According to research by a consumer watchdog, people who are unable to get a bank loan are now turning to short-term lenders such as The Money Shop and PaydayUK that offer to check credit ratings and approve loans within minutes.

More than a million people in the UK have taken out a payday loan, borrowing £1.2bn in total, according to a report by Consumer Focus published on Saturday.

The market grew by more than 40 per cent last year, while nearly twice as many people took out a payday loan in 2008 as in the previous year. The watchdog said that the market could grow by a further 45 per cent.

Payday loan companies from the US have flooded the UK market in recent years, with advertisements on daytime television and a strong presence online. The companies target people who have unexpected bills, rather than offering long-term solutions to debt.

The Money Shop, the UK trading name of Dollar Financial Corp in the US, which has the largest UK market share, asks on its website: “Need extra cash for life’s little emergencies?”

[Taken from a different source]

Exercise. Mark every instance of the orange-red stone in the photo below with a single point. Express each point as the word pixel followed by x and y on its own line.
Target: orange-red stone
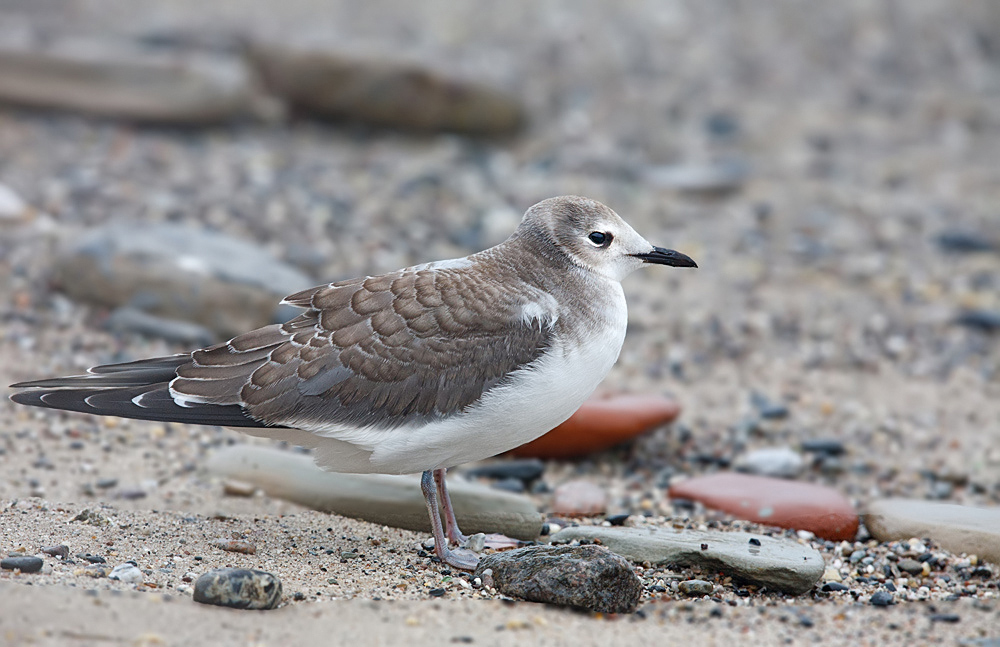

Borrowers typically pay a set charge of £13-£18 for every £100 borrowed.

The loans are only offered to people with bank accounts and jobs, so are not viewed as a subprime phenomenon, although they tend to be aimed at people on lower incomes. Consumer Focus estimates that two-thirds of loans are taken out by people on salaries of less than £25,000.

Tim Moss, head of loans at, says many people who take out payday loans are professionals who have “stretched themselves in the times of easy credit”.

“It’s not for people that have never been able to get credit,” he said.

Some people are even turning to the loans to improve their credit rating, as the companies can pass on details of repaid loans to credit reference agencies. The charges on payday loans can also be cheaper than an unauthorised overdraft from a bank.

Consumer Focus has stopped short of following the path taken in some states in the US and recommending that payday loans be outlawed, warning that a ban could push people into using illegal loan sharks.

Instead, it has called for safeguards to be introduced to stop people becoming reliant on the loans, such as only allowing households five payday loans a year. The watchdog also believes that there is a gap in the market for short-term loans that high-street banks might be able to exploit.